Proteste im Iran: Iranisches Staatsfernsehen meldet mehr als 3.000 Tote nach Protesten


Erstmals sind im iranischen Staatsfernsehen Zahlen zu den Getöteten bei den jüngsten Protesten genannt worden. Die Angaben liegen deutlich unter denen der Aktivisten.
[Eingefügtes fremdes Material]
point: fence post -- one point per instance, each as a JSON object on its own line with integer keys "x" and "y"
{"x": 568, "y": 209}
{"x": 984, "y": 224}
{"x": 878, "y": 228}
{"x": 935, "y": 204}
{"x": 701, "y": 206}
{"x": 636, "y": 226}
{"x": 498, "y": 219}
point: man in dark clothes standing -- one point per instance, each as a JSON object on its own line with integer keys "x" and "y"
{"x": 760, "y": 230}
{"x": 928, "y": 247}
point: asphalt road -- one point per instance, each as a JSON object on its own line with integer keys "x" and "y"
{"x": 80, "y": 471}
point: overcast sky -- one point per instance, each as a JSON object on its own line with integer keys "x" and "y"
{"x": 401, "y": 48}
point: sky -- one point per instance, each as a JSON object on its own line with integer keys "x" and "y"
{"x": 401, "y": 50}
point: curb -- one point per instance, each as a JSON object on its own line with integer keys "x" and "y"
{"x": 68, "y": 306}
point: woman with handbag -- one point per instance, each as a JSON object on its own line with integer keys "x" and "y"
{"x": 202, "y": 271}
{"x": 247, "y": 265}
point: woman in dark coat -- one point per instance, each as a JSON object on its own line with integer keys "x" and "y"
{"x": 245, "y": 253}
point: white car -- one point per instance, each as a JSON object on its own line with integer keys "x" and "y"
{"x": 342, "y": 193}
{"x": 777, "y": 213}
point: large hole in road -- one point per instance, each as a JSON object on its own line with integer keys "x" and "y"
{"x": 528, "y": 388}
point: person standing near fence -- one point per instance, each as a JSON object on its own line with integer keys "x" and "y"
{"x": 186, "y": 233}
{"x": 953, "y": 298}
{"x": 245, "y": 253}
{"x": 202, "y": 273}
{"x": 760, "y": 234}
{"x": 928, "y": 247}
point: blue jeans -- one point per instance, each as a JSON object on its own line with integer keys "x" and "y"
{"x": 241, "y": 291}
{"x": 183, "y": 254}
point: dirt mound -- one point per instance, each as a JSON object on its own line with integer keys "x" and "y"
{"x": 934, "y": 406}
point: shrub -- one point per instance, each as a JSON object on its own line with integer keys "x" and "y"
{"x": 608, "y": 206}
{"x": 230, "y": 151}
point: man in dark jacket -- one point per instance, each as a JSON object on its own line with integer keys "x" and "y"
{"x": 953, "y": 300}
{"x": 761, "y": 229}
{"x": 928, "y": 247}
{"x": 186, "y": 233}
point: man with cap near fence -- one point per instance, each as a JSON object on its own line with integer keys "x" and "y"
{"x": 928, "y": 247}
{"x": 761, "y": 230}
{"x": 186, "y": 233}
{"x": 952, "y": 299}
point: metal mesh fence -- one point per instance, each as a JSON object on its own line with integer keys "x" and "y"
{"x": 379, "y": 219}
Proteste im Iran: Iranisches Staatsfernsehen meldet mehr als 3.000 Tote nach Protesten
Das iranische Staatsfernsehen hat erste offizielle Zahlen zu den Getöteten bei den jüngsten Protesten bekannt gegeben. 3.117 Menschen seien tot, berichtete das Staatsfernsehen und berief sich dabei auf die Stiftung für Märtyrer und Angelegenheiten der Veteranen. Dabei handelt es sich um eine staatliche Behörde. Die Behörde wirft den "Feinden des Irans " in der Mitteilung vor, für die Tode verantwortlich zu sein und bezeichnet diese als "terroristische Vorfälle". Viele der Getöteten seien zudem "zufällige Passanten" gewesen, um die Opferzahlen zu erhöhen. Die Führung des Iran hatte die Proteste zuletzt als Komplott der USA und Israels dargestellt. Die veröffentlichte Zahl lag deutlich unter den 4.560 Toten, die Aktivisten der in den USA ansässigen Gruppe Human Rights Activists News Agency (HRANA) ebenfalls am Mittwoch gemeldet hatten. Ihren Aufzeichnungen zufolge handelt es sich bei nahezu allen der Getöteten um Demonstrierende. Andere Schätzungen gehen sogar von 5.000 bis 20.000 Toten aus. Wochenlange Proteste im Iran Die Proteste im Iran begannen im Dezember nach einem starken Wertverlust der iranischen Währung Rial. Anfangs fanden sie vor allem in der Hauptstadt Teheran statt und breiteten sich anschließend landesweit aus. Staatliche Einsatzkräfte gingen mit Gewalt gegen Demonstrierende vor. Im Zuge der Proteste wurde im Land der Zugang zum Internet unterbrochen, wodurch es schwierig ist, gesicherte Informationen zu erhalten. Am Sonntag waren im Iran ausländische Websites wie Google kurzzeitig aufrufbar gewesen. Zum Wochenbeginn war es jedoch erneut unmöglich, Links aus Suchergebnissen zu öffnen.